Digital Ad Revenue Gains Remain Elusive for Magazines and Newspapers

Legacy publishers are having a heck of a time navigating digital advertising.

We estimate that US digital ad spend will grow 19.1% this year to $129.34 billion. However, print mediums are experiencing much slower growth than the rest of the market. This year, digital ad spending growth for newspapers and magazine will be just 2.3% and 2.1%, respectively.

The companies reaping the greatest shares of digital ad revenues—Google, Facebook and Amazon—are tech-driven, nontraditional publishers that have cracked the code for digital advertising. Meanwhile, newspapers and magazines have struggled to increase digital ad earnings for years.

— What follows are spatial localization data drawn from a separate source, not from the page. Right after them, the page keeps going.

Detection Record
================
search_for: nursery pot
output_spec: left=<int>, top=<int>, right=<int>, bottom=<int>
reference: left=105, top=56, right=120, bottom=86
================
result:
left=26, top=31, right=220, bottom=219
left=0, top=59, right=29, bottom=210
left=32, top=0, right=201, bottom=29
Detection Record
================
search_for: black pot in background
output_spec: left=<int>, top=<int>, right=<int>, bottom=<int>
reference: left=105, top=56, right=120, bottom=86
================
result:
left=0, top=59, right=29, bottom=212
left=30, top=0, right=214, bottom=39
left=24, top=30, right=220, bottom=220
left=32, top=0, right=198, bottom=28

Prominent print media companies used to routinely reap high profit margins through their ad businesses. But these days, many legacy media companies are getting sold and consolidated in an attempt to become more competitive in a digital world.

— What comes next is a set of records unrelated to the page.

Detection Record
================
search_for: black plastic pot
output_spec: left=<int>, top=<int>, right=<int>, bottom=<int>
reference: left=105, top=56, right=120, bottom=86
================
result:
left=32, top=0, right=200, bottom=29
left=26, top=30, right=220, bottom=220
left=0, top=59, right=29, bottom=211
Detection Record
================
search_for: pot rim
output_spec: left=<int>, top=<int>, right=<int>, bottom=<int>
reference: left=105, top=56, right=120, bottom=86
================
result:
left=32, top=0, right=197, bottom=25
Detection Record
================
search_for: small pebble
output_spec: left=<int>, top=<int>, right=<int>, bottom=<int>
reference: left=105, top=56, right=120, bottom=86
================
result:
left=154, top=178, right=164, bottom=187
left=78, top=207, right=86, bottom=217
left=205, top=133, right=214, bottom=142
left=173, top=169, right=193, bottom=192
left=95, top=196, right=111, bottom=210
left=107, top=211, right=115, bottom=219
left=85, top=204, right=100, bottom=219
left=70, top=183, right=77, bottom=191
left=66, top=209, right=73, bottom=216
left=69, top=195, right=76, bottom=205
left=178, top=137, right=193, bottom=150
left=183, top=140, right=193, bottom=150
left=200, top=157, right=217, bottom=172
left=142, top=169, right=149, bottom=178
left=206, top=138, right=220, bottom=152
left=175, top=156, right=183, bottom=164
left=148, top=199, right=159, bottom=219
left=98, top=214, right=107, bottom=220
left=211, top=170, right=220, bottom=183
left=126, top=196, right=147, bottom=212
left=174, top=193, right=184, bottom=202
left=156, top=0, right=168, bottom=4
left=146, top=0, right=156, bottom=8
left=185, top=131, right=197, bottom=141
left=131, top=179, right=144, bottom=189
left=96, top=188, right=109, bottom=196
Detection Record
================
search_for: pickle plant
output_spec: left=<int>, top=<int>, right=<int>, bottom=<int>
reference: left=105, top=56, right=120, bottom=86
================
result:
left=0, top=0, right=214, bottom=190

For instance, the once mighty Time Inc. was sold to Meredith Corp., which then began selling off Time’s magazine brands. Rolling Stone turned down a $500 million sale offer, only to be sold years later in a deal that reportedly put the valuation of its parent company at around $100 million. Hearst acquired a struggling Rodale. And chains that control local newspapers continue to lose money, go bankrupt and lay off workers.

While print media's struggle to turn profits is apparent to those who closely follow the ad industry, it isn’t as clear to the general public. In a fall 2018 Pew Research Center poll of 34,897 US adults, 71% of respondents believed their local news outlets were doing well financially.

Of course, not all legacy print media companies are struggling, and some are diversifying their business models with events, brand licensing and ecommerce to become less dependent on advertising. The New York Times and The Washington Post have been profitable lately. But their successes are largely due to surges in subscription revenues.

Few other print companies have been able to offset ad revenue declines with increases in subscriptions. Only 14% of the Pew survey respondents said that they subscribed or donated to a local news publication in the past year.